Yes, the statement is patently wrong. There are a few very popular video formats whose main feature is chunking through HTTP, like HTTP Live Streaming or MPEG-DASH.
I believe that's standard for Netflix, etc, but is it also true for plain webms and mp4s in a <video> tags? I thought those were downloaded in one request but had enough metadata at the beginning to allow playback to start before the file is completely downloaded.
Browsers talking to static web servers use HTTP byte ranges requests to get chunks of videos and can use the same mechanism to seek to any point in the file.
Streaming that way is fast and simple. No fancy technology required.
For MP4 to work that we you need to render it as fragmented MP4.
Why would the browser send byte range requests for video tags if it expects to play the file back linearly from beginning to end anyway? Wouldn't that be additional overhead/round-trips?
My original comment was about the commenter I replied to saying:
> To my knowledge, video stream requests chunks by range and is largely client controlled. It isn't a single, long lived http connection.
Wouldn't a byte range request for the whole file fall under the "single, long lived http connection"? Sure it could be terminated early and another request made for seeking, but regardless the video can start before the whole file is downloaded, assuming it's encoded correctly?

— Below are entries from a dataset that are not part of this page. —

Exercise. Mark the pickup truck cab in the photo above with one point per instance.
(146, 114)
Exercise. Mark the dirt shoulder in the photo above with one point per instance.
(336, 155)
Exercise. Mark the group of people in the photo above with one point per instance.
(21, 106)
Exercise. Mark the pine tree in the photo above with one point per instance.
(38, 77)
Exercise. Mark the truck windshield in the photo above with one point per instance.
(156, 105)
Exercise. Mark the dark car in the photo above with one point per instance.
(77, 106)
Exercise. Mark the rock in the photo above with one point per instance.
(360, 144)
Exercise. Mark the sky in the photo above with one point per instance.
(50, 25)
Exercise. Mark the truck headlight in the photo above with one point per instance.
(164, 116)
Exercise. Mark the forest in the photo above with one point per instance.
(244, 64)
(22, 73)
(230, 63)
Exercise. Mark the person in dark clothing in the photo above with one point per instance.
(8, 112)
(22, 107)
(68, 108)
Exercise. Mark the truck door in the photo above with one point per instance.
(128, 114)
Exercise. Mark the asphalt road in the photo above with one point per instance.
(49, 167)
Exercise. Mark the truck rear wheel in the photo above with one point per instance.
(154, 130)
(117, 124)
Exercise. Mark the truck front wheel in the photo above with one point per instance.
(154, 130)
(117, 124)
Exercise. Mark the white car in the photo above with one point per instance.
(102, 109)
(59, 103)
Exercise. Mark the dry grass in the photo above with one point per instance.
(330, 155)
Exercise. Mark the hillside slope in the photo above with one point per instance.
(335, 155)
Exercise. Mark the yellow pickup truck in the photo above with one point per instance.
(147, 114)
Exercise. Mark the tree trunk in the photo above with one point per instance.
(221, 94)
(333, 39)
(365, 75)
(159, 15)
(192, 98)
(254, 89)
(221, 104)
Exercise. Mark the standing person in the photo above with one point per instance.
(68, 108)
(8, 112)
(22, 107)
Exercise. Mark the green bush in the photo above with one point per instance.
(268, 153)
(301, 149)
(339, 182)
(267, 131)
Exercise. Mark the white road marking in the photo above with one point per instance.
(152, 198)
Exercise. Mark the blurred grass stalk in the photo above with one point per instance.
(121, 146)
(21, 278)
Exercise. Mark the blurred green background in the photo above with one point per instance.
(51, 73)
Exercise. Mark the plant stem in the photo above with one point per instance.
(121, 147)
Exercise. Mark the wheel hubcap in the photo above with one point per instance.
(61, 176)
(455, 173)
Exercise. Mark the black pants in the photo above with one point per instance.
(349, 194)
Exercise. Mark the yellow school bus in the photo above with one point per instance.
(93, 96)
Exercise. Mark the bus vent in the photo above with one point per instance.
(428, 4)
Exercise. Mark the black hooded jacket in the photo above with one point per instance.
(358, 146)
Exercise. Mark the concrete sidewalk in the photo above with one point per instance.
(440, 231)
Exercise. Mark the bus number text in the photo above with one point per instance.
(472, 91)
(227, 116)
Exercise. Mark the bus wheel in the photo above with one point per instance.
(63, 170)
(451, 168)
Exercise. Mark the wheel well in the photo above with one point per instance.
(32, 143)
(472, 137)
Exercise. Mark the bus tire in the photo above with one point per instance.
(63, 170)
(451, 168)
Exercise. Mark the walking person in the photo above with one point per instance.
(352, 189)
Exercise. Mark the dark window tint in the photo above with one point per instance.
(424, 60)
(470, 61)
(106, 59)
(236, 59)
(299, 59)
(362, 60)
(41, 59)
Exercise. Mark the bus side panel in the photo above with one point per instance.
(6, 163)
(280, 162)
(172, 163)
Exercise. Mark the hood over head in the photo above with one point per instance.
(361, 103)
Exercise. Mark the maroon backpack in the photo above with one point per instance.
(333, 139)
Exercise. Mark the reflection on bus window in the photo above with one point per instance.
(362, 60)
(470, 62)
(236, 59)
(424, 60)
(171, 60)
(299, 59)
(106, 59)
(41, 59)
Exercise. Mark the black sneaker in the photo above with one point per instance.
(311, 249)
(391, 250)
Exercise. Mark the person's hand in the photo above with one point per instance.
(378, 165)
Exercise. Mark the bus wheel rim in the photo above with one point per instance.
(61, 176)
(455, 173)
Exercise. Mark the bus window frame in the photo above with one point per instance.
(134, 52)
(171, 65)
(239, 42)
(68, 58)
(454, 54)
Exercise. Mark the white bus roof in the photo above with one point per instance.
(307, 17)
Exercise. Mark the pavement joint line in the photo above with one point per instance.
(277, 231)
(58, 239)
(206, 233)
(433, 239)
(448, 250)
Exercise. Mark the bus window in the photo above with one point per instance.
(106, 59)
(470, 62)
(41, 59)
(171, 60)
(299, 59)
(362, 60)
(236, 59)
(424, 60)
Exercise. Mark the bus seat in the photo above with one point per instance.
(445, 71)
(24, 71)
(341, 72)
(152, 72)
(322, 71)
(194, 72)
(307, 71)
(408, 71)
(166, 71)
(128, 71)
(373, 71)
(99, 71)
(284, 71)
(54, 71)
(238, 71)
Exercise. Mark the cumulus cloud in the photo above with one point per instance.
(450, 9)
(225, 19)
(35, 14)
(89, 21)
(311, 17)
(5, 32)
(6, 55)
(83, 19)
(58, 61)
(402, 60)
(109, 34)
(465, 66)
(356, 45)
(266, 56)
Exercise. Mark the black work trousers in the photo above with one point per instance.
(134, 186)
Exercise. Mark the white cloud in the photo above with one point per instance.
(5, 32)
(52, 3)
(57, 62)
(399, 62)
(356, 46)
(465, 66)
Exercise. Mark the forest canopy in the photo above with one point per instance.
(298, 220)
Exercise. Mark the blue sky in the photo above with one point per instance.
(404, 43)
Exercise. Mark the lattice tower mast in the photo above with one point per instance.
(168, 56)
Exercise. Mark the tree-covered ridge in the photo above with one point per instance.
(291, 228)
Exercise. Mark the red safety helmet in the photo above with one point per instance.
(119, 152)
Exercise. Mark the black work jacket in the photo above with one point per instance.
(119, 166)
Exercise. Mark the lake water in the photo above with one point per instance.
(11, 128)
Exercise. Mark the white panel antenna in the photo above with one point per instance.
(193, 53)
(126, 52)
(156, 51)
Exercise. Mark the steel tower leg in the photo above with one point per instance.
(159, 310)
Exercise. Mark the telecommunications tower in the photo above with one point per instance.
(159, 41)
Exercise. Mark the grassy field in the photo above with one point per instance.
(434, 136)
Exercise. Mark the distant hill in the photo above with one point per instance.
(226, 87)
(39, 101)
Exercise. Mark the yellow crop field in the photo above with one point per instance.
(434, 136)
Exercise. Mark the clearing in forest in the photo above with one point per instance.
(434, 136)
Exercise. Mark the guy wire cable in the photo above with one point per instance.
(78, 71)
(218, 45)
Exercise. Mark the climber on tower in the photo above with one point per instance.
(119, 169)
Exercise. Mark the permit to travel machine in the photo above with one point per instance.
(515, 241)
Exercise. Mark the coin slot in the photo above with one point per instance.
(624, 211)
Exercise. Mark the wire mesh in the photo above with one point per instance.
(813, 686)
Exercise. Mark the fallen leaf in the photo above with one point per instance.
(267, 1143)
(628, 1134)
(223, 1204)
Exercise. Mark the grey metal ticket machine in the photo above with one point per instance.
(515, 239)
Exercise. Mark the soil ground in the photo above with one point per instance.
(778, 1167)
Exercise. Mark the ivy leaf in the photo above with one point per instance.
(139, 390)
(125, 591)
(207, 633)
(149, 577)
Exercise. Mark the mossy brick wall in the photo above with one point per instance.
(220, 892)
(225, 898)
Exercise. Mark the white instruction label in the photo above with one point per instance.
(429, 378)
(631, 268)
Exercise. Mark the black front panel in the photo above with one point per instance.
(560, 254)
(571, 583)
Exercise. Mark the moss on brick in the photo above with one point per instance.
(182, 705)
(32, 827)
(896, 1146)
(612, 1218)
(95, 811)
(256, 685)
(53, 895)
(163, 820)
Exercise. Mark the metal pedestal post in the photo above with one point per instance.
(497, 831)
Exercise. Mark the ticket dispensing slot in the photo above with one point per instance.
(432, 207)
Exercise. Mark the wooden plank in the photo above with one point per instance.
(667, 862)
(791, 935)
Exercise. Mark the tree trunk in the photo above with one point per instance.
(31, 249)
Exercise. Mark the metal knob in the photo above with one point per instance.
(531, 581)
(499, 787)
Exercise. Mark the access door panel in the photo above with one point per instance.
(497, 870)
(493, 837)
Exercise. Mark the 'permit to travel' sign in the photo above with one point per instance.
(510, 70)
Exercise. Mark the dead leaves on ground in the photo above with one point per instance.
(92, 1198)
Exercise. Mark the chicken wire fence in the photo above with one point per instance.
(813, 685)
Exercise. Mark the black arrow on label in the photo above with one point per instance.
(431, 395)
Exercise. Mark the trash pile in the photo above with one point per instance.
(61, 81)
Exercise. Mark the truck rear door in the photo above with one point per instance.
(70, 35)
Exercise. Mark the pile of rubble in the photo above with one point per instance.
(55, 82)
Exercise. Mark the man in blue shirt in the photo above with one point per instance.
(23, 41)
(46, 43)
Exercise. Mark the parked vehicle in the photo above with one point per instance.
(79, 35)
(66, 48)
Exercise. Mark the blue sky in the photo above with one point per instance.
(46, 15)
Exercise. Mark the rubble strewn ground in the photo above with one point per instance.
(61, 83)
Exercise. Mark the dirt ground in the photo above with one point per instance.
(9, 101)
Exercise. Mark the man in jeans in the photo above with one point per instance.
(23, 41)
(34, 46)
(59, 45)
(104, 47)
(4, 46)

> Wouldn't a byte range request for the whole file fall under the "single, long lived http connection"?
Yes, it would (though a better description would be "a single, long lived http request" because this doesn't have anything to do with connections), and wewewedxfgdf also replied Yes.
> Sure it could be terminated early and another request made for seeking, but regardless the video can start before the whole file is downloaded, assuming it's encoded correctly?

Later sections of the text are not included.